North Bay News: App aims to redirect online shoppers to local retailers
A North Bay company is trying to take on the online giant Amazon.
The One Red Maple app is up and running, which aims to redirect online shoppers to locally owned stores selling the same products as corporate chains, all to encourage customers to shop locally.
“We are basically the marketing engine for small, independent stores,” Mark Sherry, president of One Red Maple, said.
The app is currently only up and running in North Bay.
The app is free to download on both iPhone and Android.
Described as the ‘retail Robin Hood’, the smartphone app intercepts online shoppers on big retail or brand websites and finds the same products in the local market.
The idea for the app came before the pandemic started and is meant to level the playing field between large chains and smaller independent retail stores. In the wake of COVID-19, the divide has gotten even wider.
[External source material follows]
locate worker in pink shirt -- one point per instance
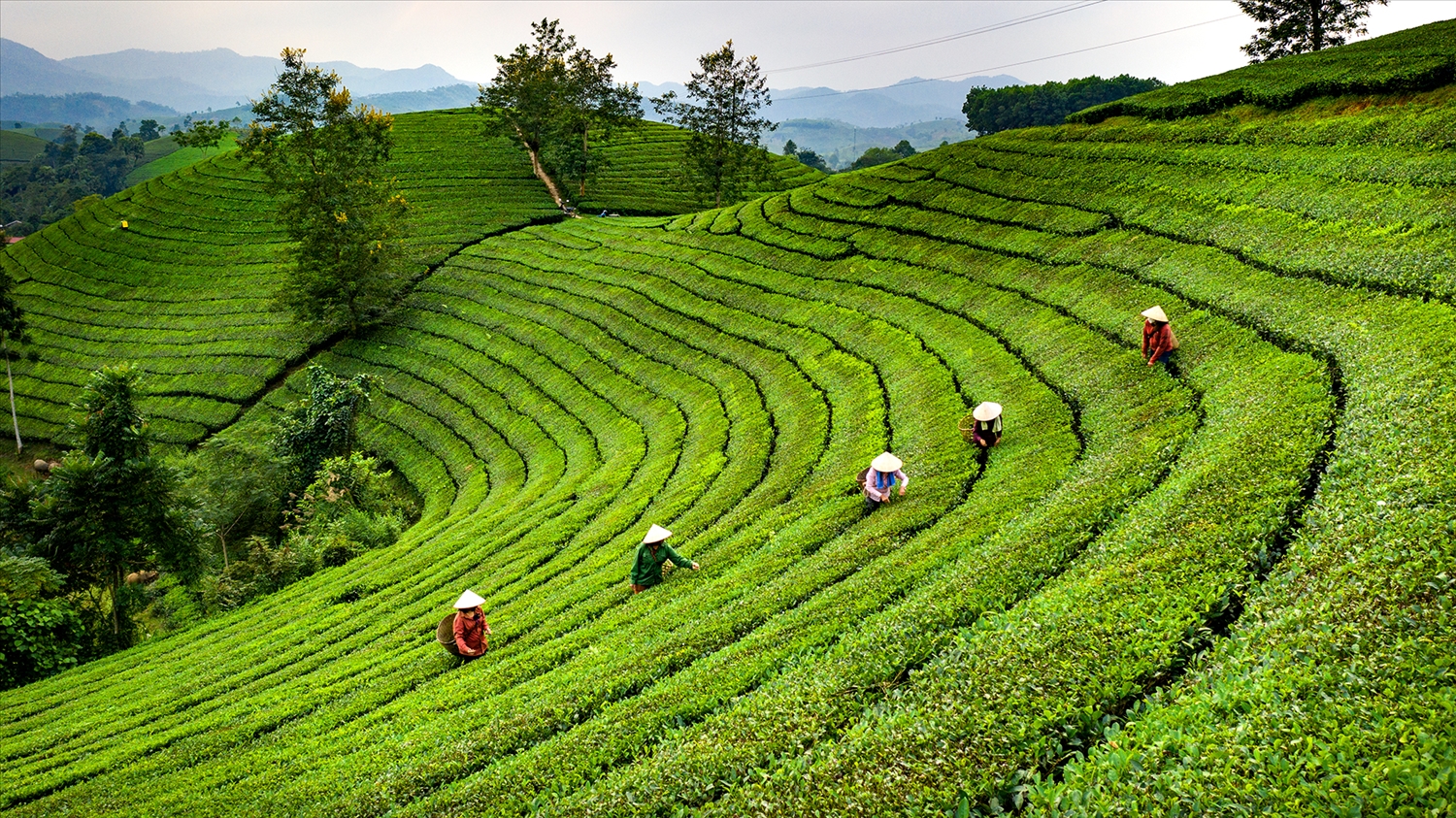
(471, 628)
(884, 474)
“Let’s say you’re shopping on Amazon and you’re at the final product page and you’re looking at it,” said Sherry.
“We will try and look through all of North Bay’s inventory, find a match and show that match to you.”
How it works is; the app scrapes the online inventory of independently owned businesses and puts it in its large database.
“One of the challenges they have is showing up in a Google search or showing up at all,” Sherry explained.
As you start searching for products, the app will find the local options; which are sometimes cheaper. There is also another way it works for people surfing the web on a desktop computer or laptop.
“There’s an extension, so if you have a desktop or laptop, you can download the extension on Google Chrome or Firefox,” Sherry added.
“We can get people to use it and change their shopping behavior, we can change every downtown.”
The North Bay and District Chamber of Commerce has been very supportive of the app’s launch.
“The One Red Maple App is all about supporting and shopping locally. It keeps wealth and local jobs which is positive for both business and local economy. We all need to get behind it by downloading the app and the more businesses that get involved the more robust the app experience will be,” Donna Backer, director of development, policy and communications at the North Bay and District Chamber of Commerce, said in a statement.
Lori Laporte, of Laporte’s Nursery and Greenhouse, calls the app a “game changer” for her business and other small businesses in the city after two years of pandemic hardship.
“Mark and his team stopped by one day and showed me if you google a bird feeder on google or amazon, the feeder comes up and they showed it to me in my store, the price of it in my store is half the price,” Laporte told CTV News.
In a few weeks, it will be open for Sudbury residents and businesses with plans down the line to expand to all of Canada and North America.